Amouage Dia Pour Femme was created by Jean-Claude Ellena, did you know that? Odd isn't it? JCE is such a devout minimalist that I would never have associated him with anything Amouage. The last time JCE created anything old school was very nearly back in his childhood when he created VC&A's First. But here's the clincher, this is where it was obvious that Amouage wanted JCE for the creation of Dia. Dia is meant to be a softer, sparser, more demure and less heady daytime equivalent to the evening bombshell known as Amouage Gold. Well, well. Jean-Claude Ellena is pretty darn good at making sparse, demure and minimalist fragrances so he seemed the proper choice to me. But please keep in mind, Dia is minimalist IN COMPARISON to Gold. Dia is absolutely nothing like JCE's Hermes creations, it is still resolutely old school, classic and perhaps on the potent side of the aisle for some.

Most have compared Dia with Chanel No. 5. This is the starting point for any floral-aldehyde - compare it with Chanel No. 5 and this gives the peeps an understanding of what the fragrance smells like. So, there you have it, think of Chanel No. 5, but add more dewy florals in the heart and less soap. Dia will seem soapy and enormously aldehydic at first but once it dries down the luscious florals emerge. I think the most prominent floral for me is rose.

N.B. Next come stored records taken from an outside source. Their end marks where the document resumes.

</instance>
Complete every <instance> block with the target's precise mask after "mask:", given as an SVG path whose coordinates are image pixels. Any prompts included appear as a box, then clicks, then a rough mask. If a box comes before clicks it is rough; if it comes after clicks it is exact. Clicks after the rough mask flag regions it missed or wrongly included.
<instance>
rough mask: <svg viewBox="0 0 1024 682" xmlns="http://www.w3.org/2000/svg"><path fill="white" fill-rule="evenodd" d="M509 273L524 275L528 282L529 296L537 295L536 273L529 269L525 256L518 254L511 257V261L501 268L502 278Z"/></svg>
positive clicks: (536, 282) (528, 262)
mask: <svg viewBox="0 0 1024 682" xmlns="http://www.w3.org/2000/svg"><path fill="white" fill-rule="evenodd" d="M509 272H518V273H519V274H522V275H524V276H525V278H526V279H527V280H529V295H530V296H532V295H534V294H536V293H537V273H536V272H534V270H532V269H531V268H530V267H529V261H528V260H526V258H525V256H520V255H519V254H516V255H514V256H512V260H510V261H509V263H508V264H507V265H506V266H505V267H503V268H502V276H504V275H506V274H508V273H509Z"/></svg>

But this is an abstract rose - not a realistic one - think of YSL Paris as an example of an abstract rose. Dia is not dark, remember, it's meant to be a daytime fragrance, so this rose is perhaps yellow or light pink. All the florals in Dia are bright, happy and cheerful. There's the sort of generic smell of expensive cosmetics in Dia. If you were to walk into a well-off ladies bathroom, one with marble counters, floors and sinks, a chaise lounge and a gigantic vase of fresh flowers, go directly to her cosmetics closet and inhale - you'll find this smell in Dia. Beyond the florals, well into the base, Dia does have a spicy, woody aroma. As the hours pass the aldehydic blast lessens and the fragrance becomes a clean bright floral over soft spices.

Dia is truly lovely, and Dia, if you're still reading, I'm very sorry I underestimated you earlier this year. Your sister Gold gets all the attention, but you are the better one for me.

Notes:
top - fig, cyclamen, bergamot, tarragon, sage and violet leaves
heart - peach blossom, rose oil, orange flower, peony and orris
base - white musk, incense, vanilla, heliotrope, cedarwood, sandalwood and Guaiac wood.

Dia is expensive like all Amouage fragrances. Initially I bristled at the prices but now I think Amouage perfumes are high quality and worth it if you decide you love them. Amouage fragrances always have excellent longevity and sillage. So a bottle will last you a lifetime.

4 comments:

bevfred said...

I want.

Mals86 said...

Did not love it. Found it, for some reason, too "perfumey," which is rare for me. 24, Faubourg strikes me as the same way (although a different genre), and Bal a Versailles as well, although I love the drydown of Bal enough to suffer through the first hour. But it is clearly a quality composition, and very coherent.

k said...

What a beautiful review of one of my favourite perfumes! I love it, and it was love at first sniff :-)

Angela Cox said...

I started with Dia but betrayed it with Gold ( hussy that I am ) . Then one day as it stared at me from my cabinet I thought I might as well use it up and before you know it I'd run back to Dia ( much more wearable everyday).